Et les doigtés ? Entretiens avec des pianistes, professeurs et “doigteurs”

Cauchemar de nombreux débutants, négligés des plus grands, incompris des débrouillards, les doigtés sont pourtant essentiels dans l’apprentissage du piano. Bien choisis, ils aident la main à trouver son expression ; maladroits, ils la mènent sur un chemin chaotique. Pour ce dossier sur cette question pédagogique pointue, nous avons demandé à des professeurs, pianistes, et “doigteurs” de nous livrer le fruit de leurs réflexions.
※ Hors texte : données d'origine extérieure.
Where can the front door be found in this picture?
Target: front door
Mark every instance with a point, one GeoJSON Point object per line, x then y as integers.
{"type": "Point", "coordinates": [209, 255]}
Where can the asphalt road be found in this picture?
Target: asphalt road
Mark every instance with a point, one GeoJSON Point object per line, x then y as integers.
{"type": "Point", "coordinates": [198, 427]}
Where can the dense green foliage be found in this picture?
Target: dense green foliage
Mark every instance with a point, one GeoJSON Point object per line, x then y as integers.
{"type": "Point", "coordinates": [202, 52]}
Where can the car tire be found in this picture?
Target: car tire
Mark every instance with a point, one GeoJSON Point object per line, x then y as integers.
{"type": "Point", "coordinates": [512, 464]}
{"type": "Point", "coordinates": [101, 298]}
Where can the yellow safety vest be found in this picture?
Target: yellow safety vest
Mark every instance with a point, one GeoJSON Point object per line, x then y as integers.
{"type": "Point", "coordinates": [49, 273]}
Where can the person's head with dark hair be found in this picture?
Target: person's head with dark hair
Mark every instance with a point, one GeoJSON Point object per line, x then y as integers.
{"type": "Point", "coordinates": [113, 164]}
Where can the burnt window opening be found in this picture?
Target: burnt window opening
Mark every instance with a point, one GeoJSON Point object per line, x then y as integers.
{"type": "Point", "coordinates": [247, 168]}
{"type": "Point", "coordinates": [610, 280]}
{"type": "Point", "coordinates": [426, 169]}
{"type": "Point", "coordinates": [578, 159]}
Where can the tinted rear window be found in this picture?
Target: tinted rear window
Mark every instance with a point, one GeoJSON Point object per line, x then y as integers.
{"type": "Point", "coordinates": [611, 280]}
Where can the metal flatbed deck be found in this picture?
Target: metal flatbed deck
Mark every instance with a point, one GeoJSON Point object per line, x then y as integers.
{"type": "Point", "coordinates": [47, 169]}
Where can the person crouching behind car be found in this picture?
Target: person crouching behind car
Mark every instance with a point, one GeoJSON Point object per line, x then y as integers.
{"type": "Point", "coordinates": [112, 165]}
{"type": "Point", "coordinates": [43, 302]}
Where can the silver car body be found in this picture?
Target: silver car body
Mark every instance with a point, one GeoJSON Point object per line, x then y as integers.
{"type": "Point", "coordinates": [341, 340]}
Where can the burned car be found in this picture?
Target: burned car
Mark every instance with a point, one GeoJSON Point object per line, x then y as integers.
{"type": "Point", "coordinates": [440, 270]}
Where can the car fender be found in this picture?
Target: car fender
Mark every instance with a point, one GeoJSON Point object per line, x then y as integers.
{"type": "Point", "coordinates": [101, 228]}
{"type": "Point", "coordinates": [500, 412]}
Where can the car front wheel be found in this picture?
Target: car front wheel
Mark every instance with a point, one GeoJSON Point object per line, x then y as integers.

Le rôle des éditeurs. Au début du 20e siècle, qui savait à quoi une partition originale de Bach ressemblait réellement ? Les éditeurs proposaient fréquemment, comme gage de qualité, des versions révisées et doigtées. Durand s’était adjoint le concours de compositeurs tels que Fauré, Ravel, Saint-Saëns, Debussy, Dukas… Il était aussi de bon ton de demander à des pédagogues renommés – Lazare Lévy, Armand Ferté ou Isidore Philipp – de proposer leur vision d’une œuvre. Parmi les grands noms mythiques, il ne faut pas oublier celui de Marguerite Long qui a apporté son concours aux éditions Choudens avec les sonates de Mozart et l’incontournable association de Salabert avec Alfred Cortot.
Depuis plusieurs dizaines d’années, les éditeurs souhaitent se rapprocher au maximum du manuscrit (voir plus bas la préface des Préludes de Chopinpar Désiré N’Kaoua – Lemoine – qui cite in extenso toutes ses sources). On trouve aussi, dans les préfaces, des remerciements aux bibliothèques pour leur “aimable mise à disposition” des manuscrits (Henle), car, dans un souci d’authenticité, de fidélité à l’original, on a fait le ménage : la tendance est à l’Urtext.
Cela n’empêche en rien de nombreux concertistes et pédagogues de laisser leur marque : Lucette Descaves a doigté des œuvres de Schubert (Choudens), Bruno Rigutto s’est prêté à ce petit jeu pour Beuscher, Stéphane Blet, Claude Pascal ou Christian Manen pour Lemoine sans oublier Bernard Job, Annick Chartreux (Van de Velde), Brigitte Bouthinon-Dumas (32 Variations de Beethoven chez Billaudot). A l’étranger, la tendance est identique et il n’est pas impensable de rencontrer  les doigtés de Paul Badura-Skoda, au cours d’une lecture de Schubert ou de Chopin,, de Vladimir Ashkenazy dans les Tableaux d’une exposition de Ravel ou d’Alfred Brendel dans des pages de Beethoven (Schott International, Wiener Urtext). Véritable best-seller des éditions Henle, les deux volumes du Clavier bien tempéré de Bach doigtés par Hans-Martin Theopold, pianiste et pédagogue des années 1970, sont plus recherchés que la version sans doigtés. On trouve aussi les indications de Walter Gieseking dans les Impromptus et Moments musicaux de Schubert.

Le double doigté

Certains éditeurs ajoutent aux doigtés des auteurs ou de certains grands pianistes du passé – imprimés en italique (ceux de Schumann par exemple) – d’autres indications de façon distincte dans le souci de ne pas mélanger les sources (éditions Schott). Dans les Préludes de Chopin aux éditions Lemoine, il est mentionné : « Les doigtés relevés sur les exemplaires de Jane Stirling et de Camille Dubois O’Meara apparaissent en caractères italiques dans cette édition. »

L’Urtext et le doigté ?

Les partitions portant la mention “Urtext” sont établies d’après le manuscrit original. Elles tiennent compte : des notes, des ornements (le “réviseur” peut marquer au-dessus sa version, mais on doit parfaitement voir la différence) et du phrasé. Mais attention !, les doigtés de l’auteur ne sont pas forcément inclus. Il est donc imaginable de trouver des partitions Urtext avec des doigtés qui ne sont pas de l’auteur.

Petit lexique à l’usage des pianistes

Devant la richesse des indications concernant les sources des éditions, on se perd parfois dans la complexité des termes allemands ou anglais, parfois même français.
Exemples : les Sonates de Beethoven, “herausgegeben von Claudio Arrau, Musikwissenschaftliche Revision von Lothar Hoffmann-Erbrecht”, parues chez Peters sont éditées par Claudio Arrau et révisées par Lothar Hoffmann-Erbrecht ; l’indication “Clara Schumann Ausgabe” rencontrée chez Breitkopf n’indique aucun doigté de Clara mais signifie que les œuvres sont issues de la collection de Clara : “nach Handschrifften und persönlicher Überlieferung herausgegeben von Clara”.